Il settore dei prodotti alimentari tradizionali è costituito principalmente da piccole e medie imprese (PMI) che rappresentano più del 90% del totale delle imprese e circa il 70% della forza lavoro nell’industria alimentare europea. Questi dati si riflettono un po’ in tutti i Paesi della Comunità, ma è sull’Italia che vorrei puntare l’obiettivo. Nel nostro Paese più del 90% delle imprese agro-alimentari ha meno di 10 addetti, sono per lo più imprese a conduzione familiare, che si trovano ad operare sul mercato, strette in una morsa composta da poche grandi imprese multinazionali e dalla grande distribuzione organizzata che ha il coltello dalla parte del manico in quanto a potere contrattuale.

La maggior parte di queste imprese produce alimenti tradizionali, quelli cioè che dovrebbero essere valorizzati sia nel mercato interno che nel mondo, affinché il made in Italy alimentare sia sempre più riconosciuto e costituisca una voce portante del nostro bilancio.
Ho avuto la fortuna, in quanto ricercatrice presso il Dipartimento di Economia Agraria, Agroalimentare e Ambientale dell’Università degli Studi di Milano, di lavorare per quattro anni su un interessante progetto della Commissione Europea, denominato “Truefood” (www.truefood.eu), che aveva come obiettivo proprio quello di aumentare la competitività del settore alimentare tradizionale attraverso diversi strumenti tra cui il miglioramento delle capacità di marketing delle PMI, argomento sul quale ho svolto le mie ricerche in questi anni.

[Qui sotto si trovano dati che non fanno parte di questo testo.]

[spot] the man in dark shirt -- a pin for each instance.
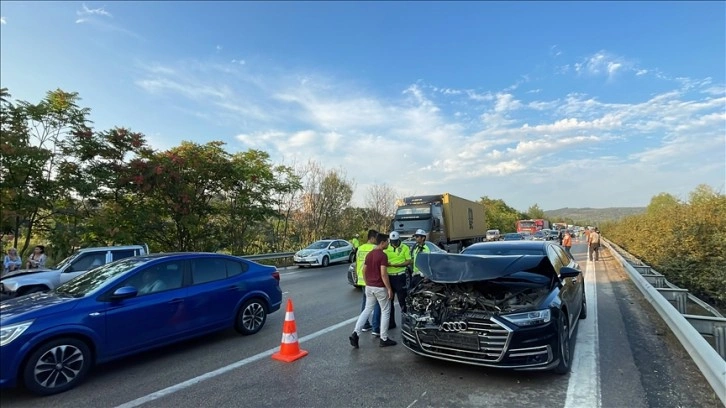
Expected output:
(378, 290)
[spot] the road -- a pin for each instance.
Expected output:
(624, 357)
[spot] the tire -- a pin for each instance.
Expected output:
(41, 375)
(251, 317)
(564, 352)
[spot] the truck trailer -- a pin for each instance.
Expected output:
(451, 222)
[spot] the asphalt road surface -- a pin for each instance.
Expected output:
(624, 357)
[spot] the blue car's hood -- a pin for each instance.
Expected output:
(34, 305)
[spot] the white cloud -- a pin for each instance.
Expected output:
(85, 11)
(520, 149)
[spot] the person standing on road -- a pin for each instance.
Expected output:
(360, 257)
(593, 244)
(567, 243)
(378, 291)
(420, 237)
(355, 244)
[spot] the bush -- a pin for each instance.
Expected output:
(686, 242)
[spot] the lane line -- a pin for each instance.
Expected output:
(188, 383)
(583, 388)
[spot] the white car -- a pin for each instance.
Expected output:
(325, 252)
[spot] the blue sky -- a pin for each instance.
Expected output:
(563, 104)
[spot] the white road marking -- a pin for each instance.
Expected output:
(188, 383)
(583, 388)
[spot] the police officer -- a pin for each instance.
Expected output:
(399, 257)
(420, 237)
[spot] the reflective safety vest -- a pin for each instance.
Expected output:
(360, 259)
(397, 256)
(415, 251)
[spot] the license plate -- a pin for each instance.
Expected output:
(457, 340)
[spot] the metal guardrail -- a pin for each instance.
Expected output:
(687, 328)
(276, 255)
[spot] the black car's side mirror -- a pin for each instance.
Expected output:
(567, 272)
(125, 292)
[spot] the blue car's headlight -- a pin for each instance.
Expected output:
(529, 318)
(12, 332)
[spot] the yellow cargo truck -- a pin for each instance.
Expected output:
(451, 222)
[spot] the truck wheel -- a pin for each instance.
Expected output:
(57, 366)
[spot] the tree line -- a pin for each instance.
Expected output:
(683, 240)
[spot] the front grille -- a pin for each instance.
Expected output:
(484, 341)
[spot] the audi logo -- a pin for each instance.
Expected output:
(454, 326)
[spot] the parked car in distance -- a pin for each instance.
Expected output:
(26, 281)
(50, 340)
(324, 252)
(353, 276)
(493, 235)
(497, 304)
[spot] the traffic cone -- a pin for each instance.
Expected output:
(289, 346)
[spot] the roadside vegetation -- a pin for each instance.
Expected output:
(683, 240)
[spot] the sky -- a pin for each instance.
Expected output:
(559, 104)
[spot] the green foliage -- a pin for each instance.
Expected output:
(498, 215)
(684, 241)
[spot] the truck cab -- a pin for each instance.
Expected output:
(26, 281)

Il progetto sta ormai volgendo al termine ed è quindi giunto il momento di trarre delle conclusioni.

La realtà con cui mi sono scontrata è quanto mai variegata, confrontando le performance dei diversi Paesi europei, ma, restringendo il cerchio sull’Italia, posso affermare che possediamo un patrimonio sconfinato di piccole e piccolissime imprese che si sforzano di stare sul mercato puntando su eccellenze uniche al mondo e che per questo andrebbero valorizzate. Purtroppo però queste imprese trovano ancora molto difficoltoso puntare, per esempio, sull’investimento in termini di marketing a causa, nella maggioranza dei casi, della scarsità di risorse, le quali vengono destinate ad altre attività, pensando che la promozione, la pubblicità o altre azioni di marketing siano solo accessorie. Nelle PMI italiane è ancora fortemente radicato un orientamento al prodotto e non al mercato. Tuttavia, è necessario guardare alle esigenze dei consumatori che cambiano continuamente, per riuscire ad adattare le strategie a ciò che il mercato è pronto ad assorbire. Questo è strettamente connesso anche all’innovazione, che per molti piccoli imprenditori è ancora una parola oscura, impossibile da attuare nei processi tradizionali. Niente di più falso. L’innovazione assume un ruolo rilevante per rafforzare la competitività delle PMI, in quanto il consumatore odierno ha sempre meno tempo, ma è ancora attento a quello che mette in tavola.
Quindi una soluzione potrebbe essere cercare di sviluppare tecnologie anche semplici per migliorare i prodotti e i processi e per permettere ai cittadini italiani, europei e non solo di gustare appieno la nostra tradizione alimentare che è una delle più antiche del mondo.